Check the appropriate box below if the Form 8-K filing is intended to simultaneously satisfy the filing obligation of the registrant under any of the following provisions (see General Instruction A.2. below):

 

Written communications pursuant to Rule 425 under the Securities Act (17 CFR 230.425)

 

Soliciting material pursuant to Rule 14a-12 under the Exchange Act (17 CFR 240.14a-12)

 

Pre-commencement communications pursuant to Rule 14d-2(b) under the Exchange Act (17 CFR 240.14d-2(b))

 

Pre-commencement communications pursuant to Rule 13e-4(c) under the Exchange Act (17 CFR 240.13e-4(c))

 

 
 

 

Item 2.01 Completion of Acquisition or Disposition of Assets.

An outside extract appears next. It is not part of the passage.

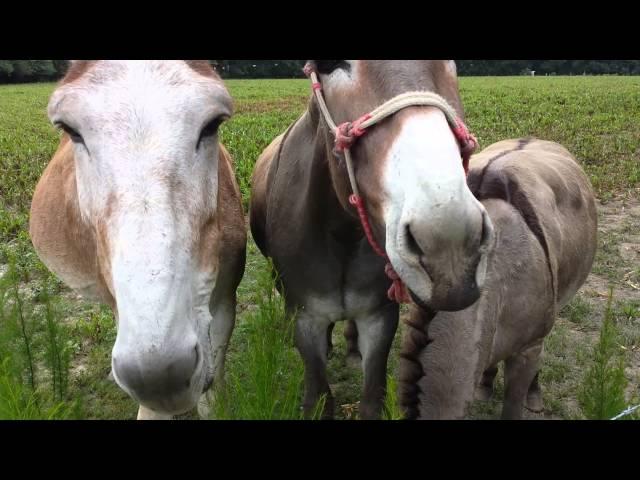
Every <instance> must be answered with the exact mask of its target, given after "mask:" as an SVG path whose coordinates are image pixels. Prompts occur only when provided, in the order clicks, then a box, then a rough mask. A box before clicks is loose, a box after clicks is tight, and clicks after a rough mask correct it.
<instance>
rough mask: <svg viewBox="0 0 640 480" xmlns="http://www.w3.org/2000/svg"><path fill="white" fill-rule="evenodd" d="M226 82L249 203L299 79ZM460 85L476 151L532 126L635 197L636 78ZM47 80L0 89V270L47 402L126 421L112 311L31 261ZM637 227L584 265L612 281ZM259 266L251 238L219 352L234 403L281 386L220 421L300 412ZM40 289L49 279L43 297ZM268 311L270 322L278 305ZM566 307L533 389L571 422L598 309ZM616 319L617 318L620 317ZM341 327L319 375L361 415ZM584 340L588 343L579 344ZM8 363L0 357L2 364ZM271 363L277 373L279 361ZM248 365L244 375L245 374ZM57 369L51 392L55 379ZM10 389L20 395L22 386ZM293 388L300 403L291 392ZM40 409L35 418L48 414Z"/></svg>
mask: <svg viewBox="0 0 640 480" xmlns="http://www.w3.org/2000/svg"><path fill="white" fill-rule="evenodd" d="M227 86H228V88H229V90H230V92H231V94H232V96H233V98H234V103H235V115H234V117H233V118H232V119H231V120H230V121H229V122H227V123H226V124H224V125H223V126H222V128H221V138H222V141H223V142H224V143H225V145H226V146H227V148H228V149H229V151H230V152H231V154H232V156H233V157H234V161H235V164H236V174H237V178H238V182H239V184H240V188H241V191H242V195H243V202H244V205H245V207H246V206H247V205H248V198H249V191H250V176H251V172H252V169H253V165H254V162H255V160H256V159H257V157H258V155H259V154H260V152H261V151H262V150H263V148H264V147H266V146H267V145H268V144H269V143H270V142H271V140H272V139H273V138H274V137H275V136H277V135H279V134H280V133H282V132H283V131H284V130H285V128H286V127H287V126H288V125H289V124H290V123H291V122H293V121H294V120H295V119H296V118H297V117H298V116H299V115H300V114H301V113H302V112H303V111H304V109H305V107H306V104H307V101H308V98H309V84H308V82H307V81H306V80H230V81H227ZM460 87H461V94H462V99H463V103H464V105H465V111H466V117H467V123H468V125H469V126H470V128H471V129H472V131H473V132H474V133H475V134H476V135H477V136H478V139H479V141H480V144H481V147H486V146H488V145H489V144H491V143H493V142H495V141H498V140H502V139H505V138H511V137H518V136H529V135H533V136H536V137H539V138H544V139H548V140H555V141H558V142H560V143H562V144H563V145H565V146H566V147H567V148H568V149H569V150H570V151H571V152H573V153H574V154H575V155H576V156H577V157H578V159H579V161H580V162H581V164H582V165H583V167H584V168H585V170H586V172H587V174H588V175H589V177H590V179H591V181H592V183H593V185H594V187H595V189H596V192H597V195H598V197H599V198H600V199H602V200H608V199H611V198H613V197H614V196H618V195H623V196H627V197H634V196H637V193H635V192H637V189H638V187H639V186H640V150H639V148H638V146H639V145H640V129H639V128H638V125H640V108H639V105H640V78H639V77H553V78H552V77H535V78H529V77H501V78H482V77H480V78H462V79H461V81H460ZM53 88H54V84H33V85H27V84H22V85H10V86H0V277H2V276H3V274H6V270H7V264H8V263H9V261H10V260H11V261H12V262H13V263H14V264H15V271H14V273H13V274H12V278H13V280H14V283H15V284H16V285H18V286H19V288H20V289H21V291H23V292H24V293H25V295H26V296H25V297H24V306H25V308H26V310H33V312H35V315H36V317H37V319H38V320H37V324H38V325H39V326H38V327H37V328H36V329H35V330H37V334H34V335H35V340H34V342H35V343H34V344H33V350H34V352H33V353H34V355H35V356H36V357H38V360H37V361H36V362H35V365H36V367H35V368H36V369H37V370H38V372H40V373H36V375H35V378H36V382H38V375H40V374H42V375H41V376H43V380H42V384H43V385H44V386H47V387H46V389H48V390H47V391H50V392H51V394H50V395H51V398H50V400H51V401H50V404H51V405H54V406H55V405H56V404H57V403H56V401H55V398H60V394H59V393H58V394H54V393H53V392H54V391H55V390H56V389H58V388H61V389H63V390H64V389H65V388H66V395H67V398H73V399H77V402H78V405H79V406H78V407H77V408H76V410H74V412H75V413H74V414H73V415H76V416H79V417H82V418H135V414H136V410H137V406H136V404H135V402H133V401H132V400H131V399H130V398H128V397H127V395H126V394H125V393H124V392H122V391H121V390H120V389H119V388H118V387H117V386H116V385H115V383H113V382H112V381H110V380H109V379H108V378H107V377H108V374H109V371H110V353H111V348H112V346H113V342H114V340H115V325H114V320H113V315H112V313H111V312H110V311H109V310H108V309H107V308H106V307H104V306H99V305H95V304H90V303H87V302H84V301H82V300H78V299H77V298H76V297H75V295H74V294H73V293H71V292H70V291H69V290H68V289H67V288H66V287H65V286H64V285H62V284H61V283H60V282H59V281H58V280H56V279H55V278H54V277H53V276H52V275H51V274H50V273H49V272H48V271H47V269H46V268H45V267H44V266H43V265H42V263H41V262H40V261H39V260H38V258H37V256H36V254H35V252H34V251H33V248H32V246H31V243H30V240H29V236H28V231H27V227H28V214H29V206H30V201H31V196H32V194H33V190H34V187H35V184H36V182H37V180H38V179H39V177H40V175H41V173H42V171H43V169H44V167H45V166H46V164H47V162H48V161H49V160H50V158H51V156H52V155H53V153H54V151H55V149H56V148H57V144H58V140H59V134H58V132H57V131H56V130H55V129H54V128H53V127H52V126H51V125H50V124H49V122H48V119H47V117H46V106H47V102H48V98H49V95H50V94H51V92H52V91H53ZM633 234H634V233H633V231H631V230H630V231H629V232H626V231H624V232H613V233H611V234H610V235H607V234H605V235H603V236H602V238H601V240H600V249H599V252H598V255H599V256H598V258H597V259H596V264H595V268H594V271H596V272H601V273H602V276H603V277H604V278H607V279H609V280H611V281H615V280H617V279H619V278H620V276H621V275H620V272H622V271H623V269H624V267H625V264H624V262H623V261H622V260H621V259H620V256H619V254H618V251H617V244H618V243H619V242H620V241H622V240H621V239H622V238H624V237H623V236H628V235H633ZM633 268H635V270H636V273H635V274H634V275H635V276H631V277H629V278H630V279H631V280H632V281H635V282H638V281H640V269H639V268H638V267H637V265H636V266H635V267H633ZM265 271H268V267H267V264H266V261H265V260H264V259H263V258H262V256H261V255H260V253H259V252H258V250H257V248H256V247H255V244H254V243H253V241H251V240H250V241H249V244H248V259H247V268H246V274H245V277H244V279H243V281H242V283H241V285H240V288H239V290H238V295H239V302H238V320H237V323H236V325H237V326H236V330H235V331H234V334H233V336H232V341H231V345H230V350H229V357H228V366H229V377H228V379H229V382H228V388H230V389H231V390H230V391H231V392H232V393H233V392H235V393H233V395H234V397H235V398H238V396H239V395H240V393H239V392H248V391H250V389H253V388H254V386H255V385H257V384H259V382H264V381H265V380H266V377H267V376H269V375H271V374H274V375H275V378H277V379H278V382H276V383H277V385H276V384H274V385H270V386H265V387H264V388H267V387H268V388H272V390H270V392H271V393H269V392H268V391H267V392H266V393H264V398H263V399H262V400H259V402H258V403H259V407H256V411H254V412H252V413H251V412H249V410H248V408H249V407H248V406H247V405H245V406H240V405H238V406H235V407H234V406H232V405H230V404H227V405H226V407H224V408H222V406H221V405H222V404H220V405H218V408H219V411H218V413H219V414H220V417H224V418H238V417H240V416H242V415H247V416H248V417H251V418H272V417H273V418H282V417H287V416H290V417H291V418H297V415H298V414H299V411H298V410H296V409H294V408H293V401H292V400H291V401H290V400H286V401H285V400H284V399H285V398H293V395H294V394H293V391H294V388H293V386H294V385H295V386H296V387H297V388H299V382H298V379H299V377H298V375H299V374H300V360H299V357H298V356H297V352H295V351H294V349H293V348H292V346H291V344H290V342H289V341H288V340H287V338H288V337H287V335H286V334H285V333H286V332H285V331H284V330H286V329H284V330H283V328H284V327H283V326H282V324H281V323H279V325H280V329H278V330H276V329H269V328H266V325H267V323H268V322H269V321H270V318H271V317H268V316H264V315H263V314H262V313H261V309H262V308H267V307H268V306H269V305H271V307H273V308H275V304H270V303H269V302H272V303H273V302H276V303H277V302H278V301H279V300H278V299H277V298H276V297H273V296H272V297H269V294H268V292H269V290H268V289H267V290H265V286H264V283H261V282H262V281H261V275H263V274H264V272H265ZM43 285H46V293H45V294H44V295H43V294H42V292H43V291H44V290H43V289H42V286H43ZM47 302H50V303H51V305H53V306H54V307H55V308H54V310H52V316H51V321H52V322H54V323H55V325H57V326H59V328H60V329H61V331H60V332H57V331H56V330H55V328H57V327H54V323H51V322H49V323H47V317H46V315H47V313H46V307H44V306H45V305H46V304H47ZM265 302H266V303H265ZM620 302H621V303H619V304H618V303H617V304H615V305H614V307H613V308H614V311H615V315H616V316H617V318H619V319H620V320H619V326H620V329H621V335H622V337H621V338H622V344H623V345H624V346H625V347H626V348H628V349H632V348H634V347H637V346H638V342H639V339H638V330H639V325H638V321H639V320H638V317H637V313H636V311H637V309H638V308H639V305H638V304H637V303H633V302H632V301H631V302H626V303H625V302H623V301H622V300H620ZM265 305H266V306H267V307H265ZM271 307H268V308H271ZM634 309H635V310H634ZM272 313H273V312H272ZM269 315H270V314H269ZM273 315H275V317H276V318H280V317H278V315H277V314H276V313H273ZM563 315H564V316H566V317H567V319H568V322H567V323H564V322H560V323H559V325H560V327H559V328H557V329H554V331H553V332H552V334H551V336H550V337H549V342H547V343H548V344H549V346H548V347H547V353H548V355H546V356H545V364H544V366H543V376H544V377H545V378H546V379H545V380H543V389H544V388H545V382H551V385H552V386H551V387H550V388H548V389H547V390H545V403H546V404H547V408H548V409H551V412H552V414H553V415H556V416H561V417H571V416H572V415H577V414H576V413H575V412H576V409H577V405H576V394H577V393H576V392H577V388H578V384H579V382H580V379H581V374H582V373H581V372H582V371H583V370H584V368H585V365H586V363H587V362H588V355H587V353H586V351H587V347H586V346H590V345H591V343H590V342H592V341H594V342H595V339H592V336H595V335H596V334H597V331H598V329H599V323H598V321H597V319H598V318H600V317H601V316H602V308H600V307H598V306H594V305H591V306H589V304H588V303H587V302H586V301H584V300H582V299H580V300H574V302H572V304H571V305H570V306H569V307H568V308H567V310H566V312H564V313H563ZM624 315H626V317H625V318H626V319H622V317H623V316H624ZM29 318H35V317H29ZM574 327H579V329H581V330H584V331H585V332H586V333H585V336H584V338H583V339H582V340H581V341H580V342H579V341H576V340H575V338H573V337H572V336H571V335H572V328H574ZM341 332H342V327H341V326H337V327H336V329H335V331H334V343H335V347H334V353H333V356H332V358H331V359H330V362H329V367H330V368H329V380H330V383H331V385H332V387H333V390H334V395H335V397H336V398H335V401H336V414H337V416H338V417H339V418H355V417H357V412H356V413H353V412H354V408H356V409H357V406H355V407H354V405H356V403H357V401H358V400H359V392H360V386H361V381H362V378H361V374H360V372H359V371H357V370H354V369H350V368H347V367H346V366H345V365H344V341H343V339H342V335H341ZM276 333H277V334H278V335H276ZM280 333H283V334H282V335H280ZM58 334H60V335H61V336H64V335H67V339H68V342H67V343H66V344H65V345H66V346H67V347H68V349H67V350H56V349H55V348H52V347H49V349H47V347H46V345H47V338H50V339H52V338H53V337H55V335H58ZM269 335H271V336H270V337H269ZM47 336H49V337H47ZM262 338H264V340H265V341H266V340H267V339H268V340H269V342H273V343H274V345H275V347H274V348H275V350H274V351H272V352H271V353H269V352H268V351H262V352H260V351H256V346H258V345H260V343H259V342H260V340H261V339H262ZM580 338H582V337H580ZM398 339H399V335H398V336H397V337H396V340H395V341H394V347H393V351H392V354H391V356H390V361H389V365H390V367H389V375H390V377H391V380H390V391H391V393H392V391H393V388H394V379H395V378H396V374H397V351H398V344H399V340H398ZM581 342H582V343H584V345H586V346H581V345H582V343H581ZM585 342H586V343H585ZM265 345H266V344H263V346H265ZM65 348H66V347H65ZM65 352H66V353H65ZM576 352H577V353H576ZM67 353H68V355H69V358H68V360H69V362H70V370H69V373H68V377H65V374H64V365H63V364H64V362H65V361H66V357H65V355H66V354H67ZM24 355H25V352H24V351H22V350H21V351H19V353H15V354H14V355H13V356H12V357H11V359H12V360H11V361H14V360H16V359H20V361H21V362H22V361H23V359H24V358H25V357H24ZM260 355H262V356H263V357H260ZM269 355H273V356H272V357H269ZM264 356H266V357H264ZM5 358H7V357H5V356H2V357H0V359H1V360H4V359H5ZM4 361H5V362H6V360H4ZM47 362H48V363H47ZM261 362H266V363H261ZM269 362H271V363H269ZM285 363H286V365H285ZM276 364H278V367H282V369H281V370H278V368H276ZM280 364H282V365H280ZM21 365H26V364H23V363H21ZM47 365H50V366H47ZM56 365H58V366H57V367H56ZM50 367H52V368H54V369H55V368H58V369H59V371H60V372H63V373H61V374H56V375H58V376H57V377H56V376H55V375H54V376H53V377H51V378H49V377H47V376H46V375H45V372H47V371H48V369H49V368H50ZM3 368H4V370H2V371H3V372H4V373H5V374H6V375H5V376H4V377H2V378H3V379H4V382H5V383H4V384H0V385H4V387H2V386H0V388H5V387H7V388H9V387H10V388H9V390H7V388H5V390H6V391H5V390H2V391H3V392H5V393H6V395H12V396H13V397H12V398H14V397H15V398H21V399H22V400H21V402H22V403H20V405H22V407H24V408H25V409H26V410H28V409H29V408H31V407H32V406H33V405H31V407H29V405H30V403H29V402H31V403H33V401H31V400H29V391H30V388H31V387H30V386H29V382H28V381H26V382H25V381H23V382H22V383H21V384H18V383H16V382H15V378H14V377H11V375H9V374H8V373H7V372H8V371H9V370H11V371H14V368H13V367H9V366H7V364H4V363H3ZM248 368H249V369H250V370H249V371H250V372H251V374H250V375H247V374H246V372H247V369H248ZM257 368H264V369H265V370H264V371H263V372H262V373H260V374H259V375H261V376H262V377H261V378H262V379H261V380H259V381H258V379H257V378H252V375H254V374H255V375H258V372H257V371H254V370H255V369H257ZM21 372H22V373H21V375H23V376H22V377H21V378H22V379H23V380H26V379H27V377H25V376H24V375H25V371H24V370H21ZM278 372H280V377H278V374H279V373H278ZM7 378H8V379H9V380H7ZM11 378H13V380H11ZM54 378H55V385H56V386H55V388H54V387H53V386H52V385H53V382H54ZM234 382H235V383H234ZM256 382H258V383H256ZM16 385H19V388H22V387H25V388H27V390H25V391H22V392H18V391H17V390H16V388H18V387H16ZM14 387H16V388H14ZM234 389H235V390H234ZM276 391H280V392H283V391H284V392H289V393H287V394H286V395H285V396H284V397H283V399H282V400H283V403H281V404H280V405H278V406H273V405H271V406H269V405H268V398H269V395H272V394H273V392H276ZM7 392H8V393H7ZM254 393H255V395H258V394H259V393H257V392H254ZM56 395H58V397H56ZM243 395H246V393H244V394H243ZM296 395H298V396H297V397H296V398H299V396H300V395H301V390H298V391H297V393H296ZM42 402H44V400H43V401H42ZM231 402H233V399H231ZM393 402H394V400H393V396H392V395H391V396H388V401H387V413H386V415H387V418H389V417H390V418H397V417H398V412H397V411H396V410H395V408H396V407H397V406H394V403H393ZM14 403H15V402H14ZM58 403H59V402H58ZM44 404H46V402H44ZM44 404H43V405H44ZM498 404H499V402H498V403H496V405H498ZM22 407H20V408H22ZM45 407H46V405H45ZM45 407H42V408H43V410H41V411H40V413H39V415H41V416H44V415H46V413H47V412H46V408H45ZM269 408H271V410H269ZM496 408H497V407H496ZM258 410H259V411H258ZM265 412H266V413H265ZM14 413H15V412H14ZM31 413H33V412H31ZM31 413H28V414H26V416H30V415H31ZM61 413H62V412H57V414H61ZM54 415H55V414H54ZM63 416H64V415H63Z"/></svg>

On April 1, 2015, pursuant to the Agreement and Plan of Merger, dated February 6, 2015 (the “Merger Agreement”), by and among Information Systems Associates, Inc. (the “Company”), Duos Technologies, Inc., a Florida corporation (“Duos”), and Duos Acquisition Corporation, a Florida corporation and wholly owned subsidiary of the Company (“Merger Sub”), the Company completed its merger with Duos. Pursuant to the Merger Agreement, Merger Sub merged with and into Duos, with Duos remaining as the surviving corporation and a wholly-owned subsidiary of the Company (the “Merger”)

 

The Company previously filed a Current Report on Form 8-K with the Securities and Exchange Commission on April 7, 2015 to announce completion of the Merger. The Company indicated in the initial Form 8-K that it would file the financial statements and pro forma financial information required under Item 9.01 no later than 71 calendar days after the date on which the initial report on Form 8-K was required to be filed. This Amendment No. 1 to the Form 8-K is being filed to provide the required financial information.

 

Item 9.01.  Financial Statements and Exhibits.

 

(a)  Financial Statements of Business Acquired.  

 

The following financial statements of Duos are being filed as exhibits to this Amendment No. 1:

 

Exhibit 99.1 – Duos’ unaudited financial statements, including Duos’ unaudited balance sheet as of March 31, 2015; Duos’ unaudited statements of operations for the three-month periods ended March 31, 2015 and 2014; Duos’ unaudited statement of changes in stockholder equity (deficit) for the three months ended March 31, 2015; and Duos’ unaudited statements of cash flows for the three-month periods ended March 31, 2015 and 2014 and condensed notes to Financial Statements. 

 

Exhibit 99.2 – Duos’ audited financial statements, including Duos’ balance sheets as of December 31, 2014 and 2013 and the related statement of operations, changes in stockholders’ equity (deficit) and cash flows for each of the two years in the period ended December 31, 2014 and notes to Financial Statements. 

 

(b)  Pro Forma Financial Information.  

 

The following pro forma financial information is being filed as an exhibit to this Amendment No. 1:

 

Exhibit 99.3 – Duos’ unaudited pro forma combined balance sheet at March 31, 2015 and the unaudited pro forma combined statements of income for the three months ended March 31, 2015 and the year ended December 31, 2014 and notes related thereto. 

 

(d)  Exhibits

 

   
Number Description

 

99.1Duos’ unaudited financial statements, including Duos’ unaudited balance sheet as of March 31, 2015; Duos’ unaudited statements of operations for the three-month periods ended March 31, 2015 and 2014; Duos’ unaudited statement of changes in stockholder equity (deficit) for the three months ended March 31, 2015; and Duos’ unaudited statements of cash flows for the three-month periods ended March 31, 2015 and 2014 and condensed notes to Financial Statements. 

 

99.2Duos’ audited financial statements, including Duos’ balance sheets as of December 31, 2014 and 2013 and the related statement of operations, changes in stockholders’ equity (deficit) and cash flows for each of the two years in the period ended December 31, 2014 and notes to Financial Statements. 

 

99.3Duos’ unaudited pro forma combined balance sheet at March 31, 2015 and the unaudited pro forma combined statements of income for the three months ended March 31, 2015 and the year ended December 31, 2014 and notes related thereto.

 

 

 
 

SIGNATURES

Pursuant to the requirements of the Securities Exchange Act of 1934, the registrant has duly caused this report to be signed on its behalf by the undersigned hereunto duly authorized.

 

 

  INFORMATION SYSTEMS ASSOCIATES, INC.